I didn’t want to say that this guy was the fourteen-year-old cousin of someone I’d been crushing on since, like, the seventh grade. Steven looked suicidal enough. He stared at me while Lulu kneaded his neck. Weirdly, Lulu’s neck massage didn’t seem to have the same effect on him that all neck massages had on Nikki’s body.
 
“How?” Steven asked. “How can he find her when the police couldn’t?”
 
“I don’t know,” I whispered. “He just says he can. Look, I don’t see what we have to lose.” Except everything, including my life, when Steven found out “this guy” was an adolescent.
 
“When can we go?” Steven asked without further hesitation.
 
I felt my heart lurch.

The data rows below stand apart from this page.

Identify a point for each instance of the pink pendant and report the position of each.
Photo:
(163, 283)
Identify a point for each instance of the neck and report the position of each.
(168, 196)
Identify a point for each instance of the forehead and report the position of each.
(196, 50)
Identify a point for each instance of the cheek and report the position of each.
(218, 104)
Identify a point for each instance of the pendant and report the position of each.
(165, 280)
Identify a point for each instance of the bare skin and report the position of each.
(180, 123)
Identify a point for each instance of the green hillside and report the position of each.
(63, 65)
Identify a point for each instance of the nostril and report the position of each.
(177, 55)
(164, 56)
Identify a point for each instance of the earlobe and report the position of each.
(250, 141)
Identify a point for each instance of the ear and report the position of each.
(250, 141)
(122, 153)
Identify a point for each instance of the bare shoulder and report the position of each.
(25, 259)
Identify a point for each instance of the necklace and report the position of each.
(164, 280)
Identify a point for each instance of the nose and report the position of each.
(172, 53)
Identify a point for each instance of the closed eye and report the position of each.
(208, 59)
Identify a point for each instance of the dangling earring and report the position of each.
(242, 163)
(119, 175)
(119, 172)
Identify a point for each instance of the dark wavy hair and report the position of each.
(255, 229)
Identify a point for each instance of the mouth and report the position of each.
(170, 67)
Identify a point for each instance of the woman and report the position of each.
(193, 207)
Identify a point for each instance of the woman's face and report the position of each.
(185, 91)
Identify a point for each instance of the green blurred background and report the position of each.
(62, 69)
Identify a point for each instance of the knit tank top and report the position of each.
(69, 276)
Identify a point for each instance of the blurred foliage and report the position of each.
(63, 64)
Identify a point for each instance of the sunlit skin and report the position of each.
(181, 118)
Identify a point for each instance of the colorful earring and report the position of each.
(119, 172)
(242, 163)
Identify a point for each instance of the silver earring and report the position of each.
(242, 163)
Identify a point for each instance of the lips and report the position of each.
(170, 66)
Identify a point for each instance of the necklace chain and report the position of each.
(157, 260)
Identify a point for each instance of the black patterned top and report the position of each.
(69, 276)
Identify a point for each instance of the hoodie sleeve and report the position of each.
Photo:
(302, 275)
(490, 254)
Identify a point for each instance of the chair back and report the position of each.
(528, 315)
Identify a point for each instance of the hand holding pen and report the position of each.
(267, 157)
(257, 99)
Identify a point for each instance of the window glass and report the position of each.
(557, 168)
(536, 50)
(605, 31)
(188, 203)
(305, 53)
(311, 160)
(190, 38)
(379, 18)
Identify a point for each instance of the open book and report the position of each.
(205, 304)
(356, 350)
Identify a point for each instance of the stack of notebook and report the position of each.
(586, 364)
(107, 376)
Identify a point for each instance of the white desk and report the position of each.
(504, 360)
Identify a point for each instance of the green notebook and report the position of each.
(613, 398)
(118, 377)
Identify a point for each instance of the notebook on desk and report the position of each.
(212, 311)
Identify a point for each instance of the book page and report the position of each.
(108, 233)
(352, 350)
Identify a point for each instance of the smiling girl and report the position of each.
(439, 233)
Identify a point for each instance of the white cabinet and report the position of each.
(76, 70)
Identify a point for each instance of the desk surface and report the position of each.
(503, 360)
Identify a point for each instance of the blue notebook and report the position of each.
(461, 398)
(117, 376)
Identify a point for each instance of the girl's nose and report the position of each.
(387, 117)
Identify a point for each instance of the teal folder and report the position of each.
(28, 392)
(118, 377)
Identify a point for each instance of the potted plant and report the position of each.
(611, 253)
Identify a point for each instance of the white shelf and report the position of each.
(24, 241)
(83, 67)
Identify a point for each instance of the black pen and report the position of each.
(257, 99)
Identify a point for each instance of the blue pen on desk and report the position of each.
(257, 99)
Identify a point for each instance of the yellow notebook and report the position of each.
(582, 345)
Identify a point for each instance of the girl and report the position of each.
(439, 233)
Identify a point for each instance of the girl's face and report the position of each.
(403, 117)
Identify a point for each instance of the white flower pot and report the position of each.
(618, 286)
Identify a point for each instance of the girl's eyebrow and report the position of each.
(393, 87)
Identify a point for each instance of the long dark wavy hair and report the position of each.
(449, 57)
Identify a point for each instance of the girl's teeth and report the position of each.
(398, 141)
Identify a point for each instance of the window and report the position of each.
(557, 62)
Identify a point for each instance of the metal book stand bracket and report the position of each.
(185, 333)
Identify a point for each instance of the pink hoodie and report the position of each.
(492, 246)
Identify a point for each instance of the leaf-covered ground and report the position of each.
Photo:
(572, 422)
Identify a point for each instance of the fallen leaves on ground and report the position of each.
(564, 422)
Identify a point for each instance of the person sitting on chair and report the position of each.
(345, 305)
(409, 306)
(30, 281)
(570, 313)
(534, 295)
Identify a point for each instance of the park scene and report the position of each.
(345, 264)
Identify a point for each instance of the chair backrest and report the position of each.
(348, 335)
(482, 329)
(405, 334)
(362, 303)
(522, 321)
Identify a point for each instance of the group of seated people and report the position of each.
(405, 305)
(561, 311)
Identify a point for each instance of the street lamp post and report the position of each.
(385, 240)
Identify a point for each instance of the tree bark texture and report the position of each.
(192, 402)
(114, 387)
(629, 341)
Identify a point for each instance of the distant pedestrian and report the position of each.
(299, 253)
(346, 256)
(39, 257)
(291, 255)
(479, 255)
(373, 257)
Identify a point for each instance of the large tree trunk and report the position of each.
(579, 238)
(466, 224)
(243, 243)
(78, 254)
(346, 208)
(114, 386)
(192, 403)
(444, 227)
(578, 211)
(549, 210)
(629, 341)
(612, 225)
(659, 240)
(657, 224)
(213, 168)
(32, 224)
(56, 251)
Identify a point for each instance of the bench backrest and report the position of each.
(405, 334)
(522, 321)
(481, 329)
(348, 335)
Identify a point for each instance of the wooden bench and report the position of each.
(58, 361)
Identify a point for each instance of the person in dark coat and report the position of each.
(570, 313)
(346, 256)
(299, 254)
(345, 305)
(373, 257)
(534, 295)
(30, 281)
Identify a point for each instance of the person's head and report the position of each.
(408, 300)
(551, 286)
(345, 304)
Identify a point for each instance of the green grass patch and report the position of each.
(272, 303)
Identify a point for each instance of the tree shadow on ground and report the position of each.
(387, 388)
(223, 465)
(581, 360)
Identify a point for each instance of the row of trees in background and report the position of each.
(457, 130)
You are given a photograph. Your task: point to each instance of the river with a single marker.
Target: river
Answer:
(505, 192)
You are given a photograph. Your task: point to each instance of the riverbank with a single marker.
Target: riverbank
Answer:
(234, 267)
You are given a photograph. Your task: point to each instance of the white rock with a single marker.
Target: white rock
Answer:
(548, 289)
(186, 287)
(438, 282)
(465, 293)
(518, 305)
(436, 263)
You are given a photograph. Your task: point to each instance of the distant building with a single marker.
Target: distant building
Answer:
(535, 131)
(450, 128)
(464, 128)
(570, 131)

I hadn’t expected him to agree so quickly. What was I doing to Christopher? To Felix?
 
On the other hand, if their plan worked, maybe there’d be no Stark to come after us later…
 
Yeah. And maybe Nikki Howard was going to be the next president of the United States.
 
“Um. In the morning, I guess,” I said.
 
“Great.” Steven nodded. “Let’s do it.”
 
Lulu looked pleased. “Fantastic!” she said, applying her elbow to his trapezius muscles. “And you know what? You’re feeling less tense to me already!”
 
“Thanks.” Steven gave her a brief smile, then got up and started heading toward her room. “I’m really beat. I’ll…I’ll see you both in the morning.”
 
When he got to the door to Lulu’s room, he paused, however, and turned to look at me.
 
“What should I call you?” he asked.
 
My voice sounded almost unnaturally soft in the large loft, after our shouting match. The traffic sounds from the windows were loud, even though it was so late at night. We lived, after all, in the city that never slept. On the stereo speakers, Lulu was making noises like a cat. Whatever Stark was picking up of this conversation, it was bound to be confusing them.
 
“Nikki,” I said to Steven. “It’s my name now.”
 
He stared at me for a full ten seconds. I couldn’t have begun to read his expression if I’d tried.
 
Then he turned abruptly and disappeared through the door, closing it quietly behind him. I glanced at Lulu.
 
“Well,” she said, with a big smile on her freshly scrubbed face. “I think that went well. Don’t you?”
 
I collapsed onto the couch beside her with a frustrated moan. It was going to be, I knew, another sleepless night.